Size asla yalan söylemediğimi not düşen girişin ardından iki kelime söyleyeyim; Son 16 yıldır iki anlayış arasına sıkıştırılmış Türkiye'nin önüne, bir 'üçüncü yol' olarak çıkan İYİ Parti, seçimden galip çıkmadı.. Ve Türkiye, akıllıca manevralarla, 16 yıllık 'tenis maçı siyasetini' izlemek zorunda bırakıldı.. Hülooog tarifinin mucitleri, 'Sosyal hülooog'a dönüşüp, Tayyip Erdoğan'ın, topu en iyi oynadığı alana taşımasına yardım etti.. Kutuplaşmadan beslenen siyaset taktiği devreye girdi ve Erdoğan, Muharrem İnce üzerinden milliyetçi-muhafazakar seçmene 'Öcü' gösterdi.. Ve İnce hadisesini elinin altındaki medya ile öyle bir pompaladı ki, nihayetinde, sonucu belirleyecek o huzursuz milliyetçi-muhafazakar seçmeni, kendinde olmasa bile ortağında konsolide etti, yani bir arada tuttu..

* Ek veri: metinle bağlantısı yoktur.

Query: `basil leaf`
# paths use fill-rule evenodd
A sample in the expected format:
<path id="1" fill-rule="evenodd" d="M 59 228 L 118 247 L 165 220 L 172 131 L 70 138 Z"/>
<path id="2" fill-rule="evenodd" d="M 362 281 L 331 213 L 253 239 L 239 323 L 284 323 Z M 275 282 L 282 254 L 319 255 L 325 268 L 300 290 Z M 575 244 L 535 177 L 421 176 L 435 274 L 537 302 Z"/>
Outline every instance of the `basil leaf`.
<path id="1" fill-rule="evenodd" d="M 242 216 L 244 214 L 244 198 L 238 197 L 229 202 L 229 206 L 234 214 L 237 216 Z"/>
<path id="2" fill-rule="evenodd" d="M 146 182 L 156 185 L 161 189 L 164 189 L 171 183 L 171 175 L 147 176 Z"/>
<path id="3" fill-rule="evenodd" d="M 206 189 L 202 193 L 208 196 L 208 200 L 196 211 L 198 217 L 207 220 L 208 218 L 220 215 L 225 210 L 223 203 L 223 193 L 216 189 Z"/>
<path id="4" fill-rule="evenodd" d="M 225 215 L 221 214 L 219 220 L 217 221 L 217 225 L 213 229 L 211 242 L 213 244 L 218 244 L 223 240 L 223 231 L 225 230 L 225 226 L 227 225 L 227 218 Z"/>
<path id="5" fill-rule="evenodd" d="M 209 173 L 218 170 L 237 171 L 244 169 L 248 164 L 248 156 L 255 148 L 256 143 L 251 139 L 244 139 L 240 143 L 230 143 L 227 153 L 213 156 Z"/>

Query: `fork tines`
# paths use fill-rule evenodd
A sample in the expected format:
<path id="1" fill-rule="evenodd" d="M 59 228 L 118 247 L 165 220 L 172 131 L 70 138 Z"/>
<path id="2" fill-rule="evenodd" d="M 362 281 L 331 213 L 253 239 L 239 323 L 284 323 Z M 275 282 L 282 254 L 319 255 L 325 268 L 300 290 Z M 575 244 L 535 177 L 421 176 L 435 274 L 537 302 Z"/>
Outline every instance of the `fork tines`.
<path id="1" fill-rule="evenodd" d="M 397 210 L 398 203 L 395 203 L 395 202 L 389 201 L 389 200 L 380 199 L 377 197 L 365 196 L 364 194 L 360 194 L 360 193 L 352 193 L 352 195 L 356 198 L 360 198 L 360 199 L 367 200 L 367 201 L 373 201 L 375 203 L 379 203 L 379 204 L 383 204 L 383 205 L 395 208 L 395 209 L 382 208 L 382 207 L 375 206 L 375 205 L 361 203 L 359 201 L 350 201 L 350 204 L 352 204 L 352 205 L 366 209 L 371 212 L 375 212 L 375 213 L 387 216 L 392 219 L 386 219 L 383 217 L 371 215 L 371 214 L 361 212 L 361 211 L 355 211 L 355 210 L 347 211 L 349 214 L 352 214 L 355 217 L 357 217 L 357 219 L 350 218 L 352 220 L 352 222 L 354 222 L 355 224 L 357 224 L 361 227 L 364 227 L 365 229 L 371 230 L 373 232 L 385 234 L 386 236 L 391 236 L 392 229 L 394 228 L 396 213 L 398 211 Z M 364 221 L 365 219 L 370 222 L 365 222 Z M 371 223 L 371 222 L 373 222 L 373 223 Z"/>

24 Haziran sonuçlarının en belirleyici yanı bu.. Bu tespitte kimseye bir hakaret yok, kimseye bir suçlama yok.. Hazır olun, ne var biliyor musunuz;
Ömrünün 3'te biri, meslek hayatının yüzde 55'inde, yönetim anlayışı ve siyasi manevralarıyla mücadele ettiğim Tayyip Erdoğan'a hakkını teslim etmek var..
Bunu ben söylüyorum..
Bir taşla 5 kuş vurabilen bir siyasi manevra bu.. Daha önce ima ettiğim için sayısız hakarete uğradığım bir gerçek var; Erdoğan, haklı ya da haksız nedenlerle, 'CHP ve adayına asla oy vermem' diyen ve Ak Parti iktidarından da huzursuz olan milliyetçi-muhafazakar seçmeni hedef aldı.. Ak Parti'de kalmaları şart değildi.. Bizzat kendi elindeki medya ile "İnce alabilir" havası yaratarak, o seçmeni, "CHP mi, Cumhur ittifakı mı?" ikilemine sokmayı başardı.. Oysa gerçek soru "Millet İttifakı mı, Cumhur İttifakı mı?"ydı.. Bildiğin, soruyu değiştirdi..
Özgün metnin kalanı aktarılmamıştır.